Summoning the players to a "next time you're in big big trouble" meeting may create big headlines but instead of having that meeting half the way through the players' holidays, why was it not held before the side left?
Words are cheap. Actions are what matter.
The word is Brisbane will eventually fine three players involved in a recent after-dark indiscretion and Wallace may get the same fate.
But, as most professional sportsmen will tell you, fines are a waste of time.
They barely ever stop players from doing anything they don't want to.
Suspensions and sackings are different.
What really hurts a player is sitting on the sidelines watching his teammates when he is fully fit and available for selection.
Wallace's future at the Broncos is as safe as the club mascot, for he is the halfback they have been searching for since Allan Langer retired.
By signing him to a five-year deal they are planning to build a club on him.
And there's the problem.
With that security comes the knowledge that, unless he is caught setting the club on fire, he is virtually untouchable.
It is not the way things are supposed to be ... but it is the way they are.
Club officials were at pains on Monday to describe the Wallace incident as "minor". Really? We are not going to call it the crime of the century, but the bloke got arrested.
Have you ever tried to get arrested?
It's actually quite hard to do. Most security men will cut you a bit of slack and even the most petulant policeman will normally say, "c'mon mate ... just watch yourself".
Getting arrested at an Irish pub for being disorderly is an even more remarkable achievement. It's like being thrown out of a buffet breakfast for eating too much - it takes some doing.
I got an email on Monday from a mate who said: "I've been drinking with a pretty hard-drinking mob of blokes for 20 years and we have seen the sun come up and never been saints ... yet none of us have ever come close to being arrested for anything."
People are tiring of the constant excuses made for Broncos players.
Just because you are a big-name celebrity who likes to have a few drinks does not mean you have to fall victim to the curse of public misbehaviour.
Mark and Steve Waugh spent a collective 34 years touring for their country yet were not involved in one bar-room incident.
Nor, as far as we understand, was Shane Warne, despite being harangued at some stage by every gibbberer in the cricket playing world.
The Broncos can introduce as many 10-point plans as they like but the real shame is that there is no quality senior players around to set a decent example.
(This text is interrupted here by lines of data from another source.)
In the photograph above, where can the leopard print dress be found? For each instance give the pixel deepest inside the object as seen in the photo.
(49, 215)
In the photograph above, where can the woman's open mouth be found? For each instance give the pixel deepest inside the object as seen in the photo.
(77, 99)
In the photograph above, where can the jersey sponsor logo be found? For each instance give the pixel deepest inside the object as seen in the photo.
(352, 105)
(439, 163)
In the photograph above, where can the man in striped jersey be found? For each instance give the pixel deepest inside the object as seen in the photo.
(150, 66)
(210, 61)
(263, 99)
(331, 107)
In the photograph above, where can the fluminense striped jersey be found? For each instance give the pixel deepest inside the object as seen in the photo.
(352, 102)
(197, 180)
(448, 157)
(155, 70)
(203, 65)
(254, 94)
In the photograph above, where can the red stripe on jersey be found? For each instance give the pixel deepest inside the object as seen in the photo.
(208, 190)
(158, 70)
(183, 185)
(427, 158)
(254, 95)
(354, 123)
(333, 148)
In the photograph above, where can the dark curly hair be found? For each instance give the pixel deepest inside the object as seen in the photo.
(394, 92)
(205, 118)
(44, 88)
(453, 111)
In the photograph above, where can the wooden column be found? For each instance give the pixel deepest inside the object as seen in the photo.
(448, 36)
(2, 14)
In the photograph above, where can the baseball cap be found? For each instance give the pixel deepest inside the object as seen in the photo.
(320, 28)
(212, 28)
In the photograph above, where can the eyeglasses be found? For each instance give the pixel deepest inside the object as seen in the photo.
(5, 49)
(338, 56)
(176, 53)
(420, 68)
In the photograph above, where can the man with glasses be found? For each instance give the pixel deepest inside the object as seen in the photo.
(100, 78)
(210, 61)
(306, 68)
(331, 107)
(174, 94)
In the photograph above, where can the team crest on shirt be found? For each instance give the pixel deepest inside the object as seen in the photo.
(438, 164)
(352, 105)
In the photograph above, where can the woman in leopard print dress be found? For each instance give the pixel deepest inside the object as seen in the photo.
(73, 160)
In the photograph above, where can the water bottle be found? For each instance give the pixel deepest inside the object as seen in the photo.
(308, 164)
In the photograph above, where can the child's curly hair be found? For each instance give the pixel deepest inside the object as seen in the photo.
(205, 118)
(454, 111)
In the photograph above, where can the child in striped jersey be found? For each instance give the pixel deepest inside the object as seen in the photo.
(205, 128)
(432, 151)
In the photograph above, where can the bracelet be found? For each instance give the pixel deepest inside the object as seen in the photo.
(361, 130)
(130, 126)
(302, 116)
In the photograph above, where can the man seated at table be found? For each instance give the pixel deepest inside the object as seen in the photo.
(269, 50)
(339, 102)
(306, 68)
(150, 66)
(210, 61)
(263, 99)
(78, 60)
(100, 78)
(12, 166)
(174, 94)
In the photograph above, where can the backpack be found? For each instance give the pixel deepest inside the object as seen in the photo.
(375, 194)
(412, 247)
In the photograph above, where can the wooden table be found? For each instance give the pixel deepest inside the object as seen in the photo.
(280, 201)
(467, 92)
How chief executive Bruno Cullen must lament the club's decision not to make a decent offer to keep key role model Petero Civoniceva.
Some players only have to place themselves in the middle of a group and immediately the tone of behaviour lifts because other players don't want to make a goose of themselves in front of them.
Who is the player on the Broncos' books who currently fits this role?
It is interesting that Allan Langer is returning to be assistant coach next year because he was one player who managed to do something the current Broncos find impossible ... have a few beers yet stay out of trouble.
Langer knew how to enjoy himself and may look back at some of the pranks he and his mates did and think, "we wouldn't get away with that today".
But he never had the nasty, objectionable streak that some others have today.
He knew where the line was between boisterous and bad behaviour and managed to stay on the right side of it.